The ability of L. monocytogenes, a common foodborne pathogen, to form biofilms significantly contributes to its persistence and contamination risks. Understanding L. monocytogenes aggregation is crucial to develop effective control strategies. This study assessed the growth and accumulation of L. monocytogenes on common food processing surfaces in the produce industry and evaluated the efficacy of commercially available sanitizers alone or simultaneously with UV-C light for 30 s, 1 min, or 5 min. L. monocytogenes was allowed to aggregate on stainless steel, nylon, high-density polyethylene (HDPE), polyvinyl chloride (PVC), and Teflon for 24 h (initial biofilm aggregate) and 96 h (mature biofilms). Treatments included 120 ppm peracetic acid (PAA), silver dihydrogen citrate (SDC), 4% lactic acid, and UV-C light (254 nm). After sanitizer application, cells were dislodged and enumerated by serial dilution and plating. Confocal images were obtained before and after treatments to evaluate biofilm architecture.
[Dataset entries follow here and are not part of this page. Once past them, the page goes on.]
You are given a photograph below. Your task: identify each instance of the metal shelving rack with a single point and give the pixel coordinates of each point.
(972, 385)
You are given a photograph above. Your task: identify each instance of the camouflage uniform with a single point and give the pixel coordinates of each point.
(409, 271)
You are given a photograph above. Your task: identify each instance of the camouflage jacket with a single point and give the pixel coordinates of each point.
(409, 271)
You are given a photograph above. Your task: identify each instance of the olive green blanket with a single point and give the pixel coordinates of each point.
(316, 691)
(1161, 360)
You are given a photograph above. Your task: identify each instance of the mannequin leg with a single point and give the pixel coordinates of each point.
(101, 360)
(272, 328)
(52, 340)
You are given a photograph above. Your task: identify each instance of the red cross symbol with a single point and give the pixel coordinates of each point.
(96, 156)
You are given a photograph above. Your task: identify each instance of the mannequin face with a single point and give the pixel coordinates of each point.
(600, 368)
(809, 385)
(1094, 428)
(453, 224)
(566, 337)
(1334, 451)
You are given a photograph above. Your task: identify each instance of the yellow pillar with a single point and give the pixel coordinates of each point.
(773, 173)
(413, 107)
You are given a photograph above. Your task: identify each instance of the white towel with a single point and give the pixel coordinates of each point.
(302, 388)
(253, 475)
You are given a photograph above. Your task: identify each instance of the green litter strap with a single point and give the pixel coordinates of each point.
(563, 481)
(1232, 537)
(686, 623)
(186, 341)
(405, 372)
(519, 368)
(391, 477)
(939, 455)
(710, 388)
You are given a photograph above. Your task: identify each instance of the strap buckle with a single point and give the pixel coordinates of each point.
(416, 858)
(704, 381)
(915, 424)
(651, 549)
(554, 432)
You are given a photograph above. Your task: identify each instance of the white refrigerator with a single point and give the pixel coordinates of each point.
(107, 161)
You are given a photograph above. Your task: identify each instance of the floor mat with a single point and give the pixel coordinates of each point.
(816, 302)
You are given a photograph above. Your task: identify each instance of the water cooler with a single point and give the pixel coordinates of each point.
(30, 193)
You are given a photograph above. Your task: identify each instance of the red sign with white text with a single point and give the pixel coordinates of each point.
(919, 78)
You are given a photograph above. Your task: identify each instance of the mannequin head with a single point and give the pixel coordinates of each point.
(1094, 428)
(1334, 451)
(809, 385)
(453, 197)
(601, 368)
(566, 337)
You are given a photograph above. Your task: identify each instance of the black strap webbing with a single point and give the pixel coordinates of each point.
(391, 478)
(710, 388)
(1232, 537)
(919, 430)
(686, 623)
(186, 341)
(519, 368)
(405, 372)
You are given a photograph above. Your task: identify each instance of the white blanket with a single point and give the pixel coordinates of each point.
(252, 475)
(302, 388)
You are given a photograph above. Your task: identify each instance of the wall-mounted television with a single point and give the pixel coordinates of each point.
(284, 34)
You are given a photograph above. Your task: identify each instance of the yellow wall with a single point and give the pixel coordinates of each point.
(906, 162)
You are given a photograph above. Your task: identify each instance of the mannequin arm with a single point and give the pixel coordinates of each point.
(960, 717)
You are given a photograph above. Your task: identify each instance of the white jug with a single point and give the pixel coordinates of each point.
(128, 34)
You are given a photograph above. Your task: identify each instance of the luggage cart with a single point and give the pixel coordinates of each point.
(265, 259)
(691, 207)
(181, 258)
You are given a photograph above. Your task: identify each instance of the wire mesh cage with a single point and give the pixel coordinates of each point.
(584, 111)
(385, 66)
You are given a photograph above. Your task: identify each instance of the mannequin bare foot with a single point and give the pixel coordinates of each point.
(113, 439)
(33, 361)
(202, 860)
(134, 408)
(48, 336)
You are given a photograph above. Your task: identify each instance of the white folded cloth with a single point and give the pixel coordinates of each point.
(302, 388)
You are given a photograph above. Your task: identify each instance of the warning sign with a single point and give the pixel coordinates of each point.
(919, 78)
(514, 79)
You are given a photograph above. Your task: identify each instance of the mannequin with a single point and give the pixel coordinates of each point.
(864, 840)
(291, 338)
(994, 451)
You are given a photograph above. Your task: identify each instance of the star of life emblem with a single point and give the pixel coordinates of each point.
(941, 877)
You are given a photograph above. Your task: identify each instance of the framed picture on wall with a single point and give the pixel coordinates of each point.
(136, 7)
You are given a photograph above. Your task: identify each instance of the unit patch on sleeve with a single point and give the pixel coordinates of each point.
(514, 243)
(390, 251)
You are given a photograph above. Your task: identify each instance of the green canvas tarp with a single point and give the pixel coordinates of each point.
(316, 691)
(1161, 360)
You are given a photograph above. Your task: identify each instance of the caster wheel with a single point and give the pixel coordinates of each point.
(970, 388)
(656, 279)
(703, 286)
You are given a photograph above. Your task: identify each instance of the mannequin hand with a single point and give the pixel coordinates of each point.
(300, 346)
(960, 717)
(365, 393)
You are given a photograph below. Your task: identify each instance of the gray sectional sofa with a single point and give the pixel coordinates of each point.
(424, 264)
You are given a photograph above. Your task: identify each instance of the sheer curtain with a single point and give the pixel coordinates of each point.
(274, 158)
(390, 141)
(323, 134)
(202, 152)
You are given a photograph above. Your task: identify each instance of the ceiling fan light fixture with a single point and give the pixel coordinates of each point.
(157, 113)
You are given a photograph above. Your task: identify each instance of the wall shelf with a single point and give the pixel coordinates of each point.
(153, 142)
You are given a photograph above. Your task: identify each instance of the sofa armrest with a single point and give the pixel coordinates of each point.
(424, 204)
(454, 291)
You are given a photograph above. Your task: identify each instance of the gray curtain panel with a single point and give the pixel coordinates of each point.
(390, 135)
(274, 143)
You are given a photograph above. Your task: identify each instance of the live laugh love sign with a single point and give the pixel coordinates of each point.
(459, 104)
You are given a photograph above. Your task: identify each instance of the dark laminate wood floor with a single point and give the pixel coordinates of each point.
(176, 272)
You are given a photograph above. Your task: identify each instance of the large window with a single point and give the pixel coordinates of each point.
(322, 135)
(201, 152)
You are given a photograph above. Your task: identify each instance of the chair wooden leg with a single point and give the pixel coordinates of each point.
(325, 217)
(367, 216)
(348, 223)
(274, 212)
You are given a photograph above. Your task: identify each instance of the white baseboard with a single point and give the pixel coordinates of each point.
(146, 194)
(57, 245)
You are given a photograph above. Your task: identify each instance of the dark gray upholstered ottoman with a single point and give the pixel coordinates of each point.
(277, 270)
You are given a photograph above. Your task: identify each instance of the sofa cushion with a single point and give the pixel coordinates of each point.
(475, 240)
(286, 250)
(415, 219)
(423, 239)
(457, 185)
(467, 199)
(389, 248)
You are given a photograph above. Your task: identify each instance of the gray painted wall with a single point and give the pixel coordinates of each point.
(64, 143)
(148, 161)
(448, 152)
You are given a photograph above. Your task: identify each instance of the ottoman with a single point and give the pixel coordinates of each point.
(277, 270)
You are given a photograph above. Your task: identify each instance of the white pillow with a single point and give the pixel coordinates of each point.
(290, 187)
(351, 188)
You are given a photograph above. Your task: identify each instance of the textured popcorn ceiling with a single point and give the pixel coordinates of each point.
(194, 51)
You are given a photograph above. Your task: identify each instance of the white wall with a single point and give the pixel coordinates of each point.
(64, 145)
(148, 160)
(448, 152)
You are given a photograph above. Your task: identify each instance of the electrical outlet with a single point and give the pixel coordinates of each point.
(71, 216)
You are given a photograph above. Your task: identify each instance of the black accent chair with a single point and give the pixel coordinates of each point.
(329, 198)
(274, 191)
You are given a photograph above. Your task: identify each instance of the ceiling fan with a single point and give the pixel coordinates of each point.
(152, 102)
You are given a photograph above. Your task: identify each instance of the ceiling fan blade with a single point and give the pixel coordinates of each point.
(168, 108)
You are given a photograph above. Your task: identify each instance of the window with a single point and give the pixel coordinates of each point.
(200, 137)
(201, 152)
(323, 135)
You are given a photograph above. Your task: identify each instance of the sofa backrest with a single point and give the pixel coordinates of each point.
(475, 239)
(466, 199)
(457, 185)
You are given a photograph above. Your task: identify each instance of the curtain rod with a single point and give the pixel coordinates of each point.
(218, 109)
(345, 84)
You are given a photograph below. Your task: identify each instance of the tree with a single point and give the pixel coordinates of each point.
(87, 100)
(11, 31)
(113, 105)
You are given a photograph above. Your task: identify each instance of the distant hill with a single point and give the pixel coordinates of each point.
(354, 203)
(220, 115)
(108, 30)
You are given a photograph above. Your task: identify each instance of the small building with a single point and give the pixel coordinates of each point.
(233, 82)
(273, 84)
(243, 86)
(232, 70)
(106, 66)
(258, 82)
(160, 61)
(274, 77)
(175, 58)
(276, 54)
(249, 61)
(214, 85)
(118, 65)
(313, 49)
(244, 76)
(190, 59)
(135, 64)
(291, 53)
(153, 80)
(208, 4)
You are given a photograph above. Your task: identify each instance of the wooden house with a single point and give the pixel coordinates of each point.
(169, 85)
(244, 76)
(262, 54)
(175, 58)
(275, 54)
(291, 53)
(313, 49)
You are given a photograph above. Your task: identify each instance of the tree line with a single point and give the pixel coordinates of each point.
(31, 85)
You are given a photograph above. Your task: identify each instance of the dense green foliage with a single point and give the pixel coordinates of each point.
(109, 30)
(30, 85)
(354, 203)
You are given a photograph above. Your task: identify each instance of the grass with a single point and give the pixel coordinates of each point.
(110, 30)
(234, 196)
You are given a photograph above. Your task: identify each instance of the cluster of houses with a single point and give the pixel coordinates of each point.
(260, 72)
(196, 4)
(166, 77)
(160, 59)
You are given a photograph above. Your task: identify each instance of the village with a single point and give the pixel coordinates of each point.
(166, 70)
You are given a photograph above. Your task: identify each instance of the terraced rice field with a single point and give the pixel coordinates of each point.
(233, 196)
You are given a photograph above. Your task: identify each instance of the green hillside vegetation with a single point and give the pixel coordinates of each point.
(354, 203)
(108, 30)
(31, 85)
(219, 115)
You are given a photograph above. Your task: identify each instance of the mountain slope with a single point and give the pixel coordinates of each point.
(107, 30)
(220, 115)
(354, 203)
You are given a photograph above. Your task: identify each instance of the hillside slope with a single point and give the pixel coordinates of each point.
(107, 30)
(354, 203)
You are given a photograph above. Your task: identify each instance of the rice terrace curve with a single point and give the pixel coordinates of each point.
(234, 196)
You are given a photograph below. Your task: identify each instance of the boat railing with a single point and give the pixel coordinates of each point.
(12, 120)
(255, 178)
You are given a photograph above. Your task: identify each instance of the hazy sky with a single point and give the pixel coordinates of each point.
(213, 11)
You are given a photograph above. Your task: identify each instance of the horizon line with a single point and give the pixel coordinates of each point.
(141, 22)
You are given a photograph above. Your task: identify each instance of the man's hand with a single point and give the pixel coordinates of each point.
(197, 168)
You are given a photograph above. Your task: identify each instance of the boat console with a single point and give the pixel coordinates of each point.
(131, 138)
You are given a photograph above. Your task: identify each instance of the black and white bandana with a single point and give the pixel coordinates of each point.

All liquid sanitizers significantly reduced L. monocytogenes independently of the surface type (P < 0.05). UV-C treatment application time had no significant effect on biofilm reduction (P > 0.05), though its efficacy on 24 h aggregates varied significantly depending on the surface material. Peracetic acid and lactic acid were the most effective treatments across surfaces, while UV-C alone was the least effective. Combined sanitizer and UV-C light application for up to 5 min did not necessarily improve treatment efficacy compared to sanitizers alone. Confocal images displayed surface cleanability and alterations in microbial architecture before and after treatments. Mature biofilms exhibited extensive surface coverage on all surfaces, which was visibly reduced following sanitizer application. This study provides insightful information to the produce industry for using sanitizing approaches on various surfaces based on cleanability, topographical, and architectural characteristics.